Invasive Species Compendium

Detailed coverage of invasive species threatening livelihoods and the environment worldwide

Abstract

First report of bacterial wilt of tomato (Solanum lycopersicum) caused by Ralstonia solanacearum in Benin.

Abstract

In June 2004, wilted tomatoes with no foliar yellowing were observed in Ouègbo, Atlantique District, Benin. The cut tomato stems released whitish bacterial ooze. Longitudinal sections of most stems showed brown vascular discoloration. Bacteria were isolated on triphenyl tetrazolium chloride (TTC) medium and three of the nine bacterial isolates that resembled Ralstonia solanacearum (colonies with red centre and whitish pheriphery) and reference strain ToUdk (race 1 biotivar 3) were used for pathogenicity tests. R. solanacearum was recovered from 20 symptomatic plants on TTC medium.

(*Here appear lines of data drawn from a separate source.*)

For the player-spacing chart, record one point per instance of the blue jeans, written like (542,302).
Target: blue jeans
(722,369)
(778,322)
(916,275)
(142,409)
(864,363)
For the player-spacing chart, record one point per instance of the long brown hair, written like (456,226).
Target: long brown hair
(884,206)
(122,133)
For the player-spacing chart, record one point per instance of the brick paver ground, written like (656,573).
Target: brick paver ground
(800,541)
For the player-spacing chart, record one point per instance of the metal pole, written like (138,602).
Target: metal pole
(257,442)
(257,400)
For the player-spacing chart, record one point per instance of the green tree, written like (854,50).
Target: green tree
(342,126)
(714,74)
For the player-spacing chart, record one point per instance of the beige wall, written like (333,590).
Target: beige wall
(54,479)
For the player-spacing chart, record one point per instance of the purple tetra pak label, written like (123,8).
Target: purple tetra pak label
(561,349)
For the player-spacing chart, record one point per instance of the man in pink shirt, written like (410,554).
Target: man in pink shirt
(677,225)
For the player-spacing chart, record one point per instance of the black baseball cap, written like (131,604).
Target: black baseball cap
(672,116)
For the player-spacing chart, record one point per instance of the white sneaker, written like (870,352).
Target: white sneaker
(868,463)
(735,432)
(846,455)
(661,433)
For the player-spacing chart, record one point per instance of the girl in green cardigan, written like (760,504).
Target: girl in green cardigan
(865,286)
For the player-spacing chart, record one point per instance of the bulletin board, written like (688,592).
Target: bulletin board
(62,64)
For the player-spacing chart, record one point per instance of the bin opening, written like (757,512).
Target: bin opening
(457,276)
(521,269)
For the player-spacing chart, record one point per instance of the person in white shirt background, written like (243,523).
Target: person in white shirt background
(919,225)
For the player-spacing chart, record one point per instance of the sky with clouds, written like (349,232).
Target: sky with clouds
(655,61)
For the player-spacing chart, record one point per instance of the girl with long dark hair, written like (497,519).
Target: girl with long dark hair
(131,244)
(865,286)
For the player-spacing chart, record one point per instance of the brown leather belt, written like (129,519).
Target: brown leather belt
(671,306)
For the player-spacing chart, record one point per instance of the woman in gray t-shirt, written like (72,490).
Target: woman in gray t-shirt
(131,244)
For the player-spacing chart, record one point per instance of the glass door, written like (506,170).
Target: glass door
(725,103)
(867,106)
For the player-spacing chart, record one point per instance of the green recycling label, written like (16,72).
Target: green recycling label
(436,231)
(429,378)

Because similar symptoms were being increasingly reported by farmers across Benin and linked with reduced tomato yields, a disease survey was undertaken by IITA in 2006 and 2007. Wilted tomato plants were found across all agro-ecological zones of Benin (3-72% of plants per field). Isolates were recovered from the southeastern districts of Adja-Ouèrè, Sakété, Adjohoun and Dangbo, the southwestern districts of Klouékanmè and Athiémé, the southern districts of Toffo and Bohicon, the central districts of Dassa ang Savé, and the northern districts of Malanville and Karimama. This is thought to be the first report of R. solanacearum infecting tomato in Benin.